Il 1824 non è solo da ricordare per la stesura delle Operette morali, ma anche perché vengono stampate a Bologna le dieci Canzoni. L’Annuncio che ne accompagna la stampa insiste sul fatto che si tratta di "dieci Canzoni, e più di dieci stravaganze", composte non in ossequio ma in contrapposizione alla tradizione lirica italiana. La stessa canzone Alla sua donna, di memoria petrarchesca e platonizzante, viene definita attraverso la categoria dell’impossibilità, richiamando la natura dei sogni di cui aveva parlato nelle Operette morali Tasso col suo genio familiare. Infatti, una volta che il ricorso al rovesciamento della tradizione è entrato nel sistema leopardiano attraverso la prosa è difficile non trovarlo in azione anche all’interno della poesia. Nella presentazione delle Canzoni Leopardi scrive: "la donna, cioè l’innamorata dell’autore, è una di quelle immagini, uno di quei fantasmi di bellezza e virtù celeste e ineffabile che ci occorrono spesso alla fantasia, nel sonno e nella veglia, quando siamo poco più che fanciulli, e poi qualche rara volta nel sonno, o in una quasi alienazione di mente, quando siamo giovani.
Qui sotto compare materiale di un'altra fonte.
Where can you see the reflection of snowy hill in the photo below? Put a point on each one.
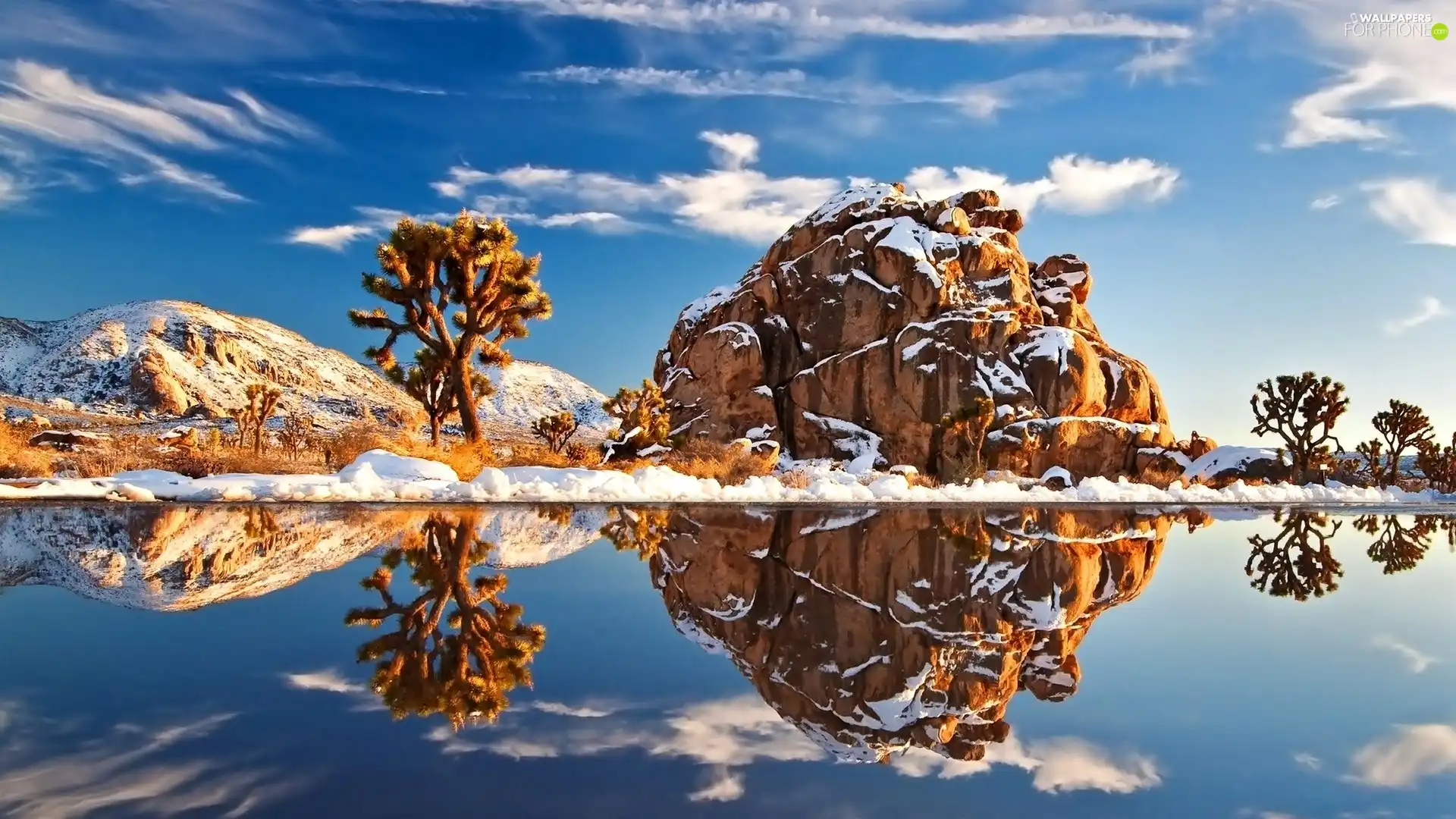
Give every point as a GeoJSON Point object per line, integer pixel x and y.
{"type": "Point", "coordinates": [187, 557]}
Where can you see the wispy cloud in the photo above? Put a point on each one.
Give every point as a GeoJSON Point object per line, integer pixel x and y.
{"type": "Point", "coordinates": [813, 22]}
{"type": "Point", "coordinates": [47, 110]}
{"type": "Point", "coordinates": [126, 773]}
{"type": "Point", "coordinates": [728, 735]}
{"type": "Point", "coordinates": [351, 80]}
{"type": "Point", "coordinates": [1405, 757]}
{"type": "Point", "coordinates": [1416, 659]}
{"type": "Point", "coordinates": [1417, 207]}
{"type": "Point", "coordinates": [1074, 184]}
{"type": "Point", "coordinates": [977, 99]}
{"type": "Point", "coordinates": [1373, 76]}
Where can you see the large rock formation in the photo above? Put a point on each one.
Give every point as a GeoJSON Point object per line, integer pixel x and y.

Infine è la donna che non si trova […]".
Giacomo Leopardi
Dialogo di Tristano e di un amico
AMICO: Ho letto il vostro libro. Malinconico al vostro solito.
TRISTANO: Sì, al mio solito.
AMICO: Malinconico, sconsolato, disperato; si vede che questa vita vi pare una gran brutta cosa.
TRISTANO: Che v’ho a dire? io aveva fitta in capo questa pazzia, che la vita umana fosse infelice.
AMICO: Infelice sì forse. Ma pure alla fine...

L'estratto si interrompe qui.